The devops side. /rockport-ops handles deployments, debugging, and health checks. If something goes wrong it works through a triage: instance state, service health, logs, and external reachability. It has reference files with the diagnostic commands and common issues so I'm not googling the same AWS CLI incantations every time. When it finds something it routes the fix through my speckit pipeline and runs a 48-assertion smoke test before it's done.

#/factcheck-docs

/factcheck-docs audits the project docs against the codebase. If I change a port number in Terraform and forget to update the README, it catches it.

#Guardrails for the pentest scripts

Claude Code kept putting bugs into the pentest scripts. The same bugs, over and over. So I set up a PreToolUse hook to catch them before they land.

The main one is set -e. I've got a rule in my project constitution (Constitution VI) that says pentest scripts must use explicit error handling. Pentest modules are supposed to keep going when individual tests fail. A failing test is a finding, not a reason to stop. set -e kills the whole module on the first non-zero exit code, so you get a partial scan and miss everything after the first failure.

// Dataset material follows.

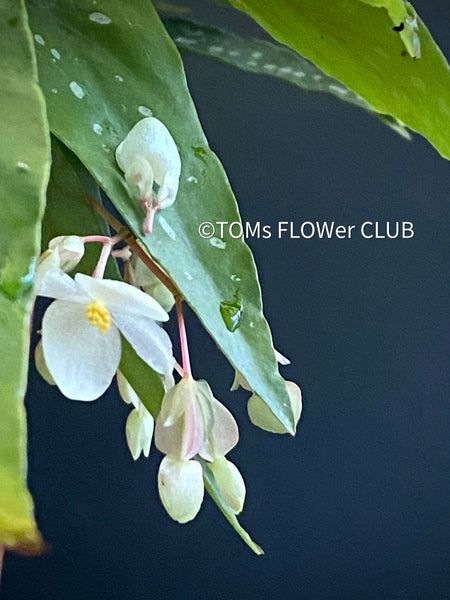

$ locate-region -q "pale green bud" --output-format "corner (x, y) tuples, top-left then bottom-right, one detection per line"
(209, 456), (246, 514)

Claude kept adding it anyway. Every few sessions it would "tidy up" a script and stick set -euo pipefail at the top. The hook catches it and warns Claude before the edit goes through.

It also catches:

  • ((var++)) patterns. In bash, ((0++)) evaluates to 0, which is falsy under set -e. If a counter starts at zero the first increment kills the script. Claude loves this for test counters.
  • exit 1 after tool-missing checks. If ffuf isn't installed the paths module should skip with a [SKIP] tag and exit 0, not fail the scan. Claude defaults to exit 1 for "tool not found" which makes the orchestrator report a failure instead of a skip.
  • local inside loops. Bash scopes local to the function, not the block. It doesn't do what it looks like, and Claude puts it there often enough to be worth catching.

There's also a PostToolUse hook that runs shellcheck after any pentest script edit. It excludes SC2016 (dollar signs in single-quoted strings) because some pentest scripts like the injection module use curl format strings like '%{http_code}' in single quotes. Without the exclusion, shellcheck flags them and Claude tries to "fix" them by double-quoting, which breaks the scripts.

#The loop

Day to day it works like this. /pentest-align to make sure the suite matches the infrastructure. /pentest to scan. Fix what comes up. Commit the fix, deploy it with /rockport-ops, and check the service is still healthy. /pentest-review to check results without re-scanning. Fix any tests that were wrong. /pentest-align again to catch anything that drifted while I was fixing things.

It's not a substitute for a proper security review, but it gives me repeatable coverage that I can run any time I change something.

The repo is public. If you've got suggestions or spot something I've missed, raise an issue.


Updated 7 April 2026 to reference the latest work on the pentest suite and Rockport codebase.